The case in point is for the health and care of the District of Columbia’s overwhelmingly-Black inmate population. The District’s Office of Contracting and Procurement has recommended awarding the three-year, $66 million contract to provide medical, mental health, pharmacy and dental services to inmates to Corizon Health Inc. For purposes of securing the local contract, Corizon which has operations in many jurisdictions, has partnered with a local certified business firm, MBI Health Services. MBI Health Services, LLC is a D.C.-based Certified Business Enterprise (CBE) healthcare provider with a payroll of over 500 personnel.

To maintain the impetus they’ve had, D.C. Blacks should level scrutiny on this specific contract. Because the D.C. Council appears bent on withholding the ability of managing care of inmates at Washington’s Central Detention Facility and Correctional Treatment Facility from Corizon/MBI, some are raising spurious arguments regarding lawsuits against Corizon at other state prisons.

The overall economics of local citizens would bode well if groups like the National Business League of Greater Washington (NBLGW) had their way. NBLGW has sounded an alarm that despite being chosen by the mayor and D.C. procurement officials and their staff, the Council may “override” their contracting recommendations and obligations. Despite no promise on their part to involve local minorities, some council members seek to keep the city contract with Unity Heath Care and would provide a “waiver” that keeps Unity. Such a move would illustrate hubris run amok and wrought negative consequences on Blacks’ economic development and wealth-building.

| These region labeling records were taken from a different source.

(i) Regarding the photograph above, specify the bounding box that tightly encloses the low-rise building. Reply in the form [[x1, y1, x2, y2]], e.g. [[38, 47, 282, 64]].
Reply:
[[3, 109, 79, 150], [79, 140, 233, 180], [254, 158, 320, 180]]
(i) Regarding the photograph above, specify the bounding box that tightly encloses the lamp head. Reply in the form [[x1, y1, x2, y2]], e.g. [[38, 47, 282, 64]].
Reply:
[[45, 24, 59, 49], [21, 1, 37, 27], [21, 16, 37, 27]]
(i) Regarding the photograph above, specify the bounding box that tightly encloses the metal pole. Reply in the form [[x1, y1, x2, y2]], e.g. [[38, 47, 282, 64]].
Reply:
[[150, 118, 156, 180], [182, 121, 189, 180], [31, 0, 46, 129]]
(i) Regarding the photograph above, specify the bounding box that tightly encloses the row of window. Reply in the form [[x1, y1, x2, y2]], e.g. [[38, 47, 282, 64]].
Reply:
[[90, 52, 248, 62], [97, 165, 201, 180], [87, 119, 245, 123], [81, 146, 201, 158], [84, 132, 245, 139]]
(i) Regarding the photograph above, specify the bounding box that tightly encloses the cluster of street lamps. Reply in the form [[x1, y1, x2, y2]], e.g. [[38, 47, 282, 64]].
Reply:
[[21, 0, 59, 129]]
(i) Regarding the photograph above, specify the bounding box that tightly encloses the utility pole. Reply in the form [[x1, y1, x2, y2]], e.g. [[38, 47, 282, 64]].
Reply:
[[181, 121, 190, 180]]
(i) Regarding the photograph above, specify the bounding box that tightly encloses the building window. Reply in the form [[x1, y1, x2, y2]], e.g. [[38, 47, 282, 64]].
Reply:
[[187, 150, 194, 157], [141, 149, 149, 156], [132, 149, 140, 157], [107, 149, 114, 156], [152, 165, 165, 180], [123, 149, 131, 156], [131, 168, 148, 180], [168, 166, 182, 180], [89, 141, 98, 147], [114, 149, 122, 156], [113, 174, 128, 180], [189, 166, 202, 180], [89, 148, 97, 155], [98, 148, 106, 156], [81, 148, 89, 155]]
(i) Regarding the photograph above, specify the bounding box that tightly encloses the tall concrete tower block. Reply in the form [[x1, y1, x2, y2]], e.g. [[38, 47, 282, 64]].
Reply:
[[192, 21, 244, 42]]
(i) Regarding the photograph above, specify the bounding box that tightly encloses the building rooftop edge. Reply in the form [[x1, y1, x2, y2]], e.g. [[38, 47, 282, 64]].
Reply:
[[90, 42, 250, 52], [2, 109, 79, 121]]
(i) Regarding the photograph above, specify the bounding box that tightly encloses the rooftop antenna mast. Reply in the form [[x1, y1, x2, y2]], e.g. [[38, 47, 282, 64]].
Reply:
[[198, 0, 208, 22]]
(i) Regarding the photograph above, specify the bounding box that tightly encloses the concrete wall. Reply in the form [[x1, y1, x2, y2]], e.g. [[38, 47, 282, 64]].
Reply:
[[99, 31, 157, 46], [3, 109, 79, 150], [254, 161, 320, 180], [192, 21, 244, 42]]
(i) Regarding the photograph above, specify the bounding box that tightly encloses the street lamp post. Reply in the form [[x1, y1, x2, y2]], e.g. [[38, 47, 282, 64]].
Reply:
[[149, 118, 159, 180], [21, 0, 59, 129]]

It’s vital that local citizens demand that Corizon/MBI be given their “just due” toward providing health care at the D.C. Department of Corrections; and that set aside rules be adhered to, and Certified Business Enterprises (CBEs), which are often predominantly Black and disadvantaged, receive preference over non-profit organizations on city contracts. A Minority Business Enterprise (MBE) is a business or institution initiated or operated for the purpose of making a profit. It is at least 51 percent owned, operated and controlled on a daily basis by ethnic minorities. A nonprofit organization (NPO), also known as a non-business entity is an organization that uses its surplus revenues to further achieve its purpose or mission, rather than distributing its surplus income to the organization’s directors (or equivalents) as profit or dividends. Let’s retain some semblances of the days local Blacks were sought out as partners, and make sure city contracting funds go to local qualified businesses.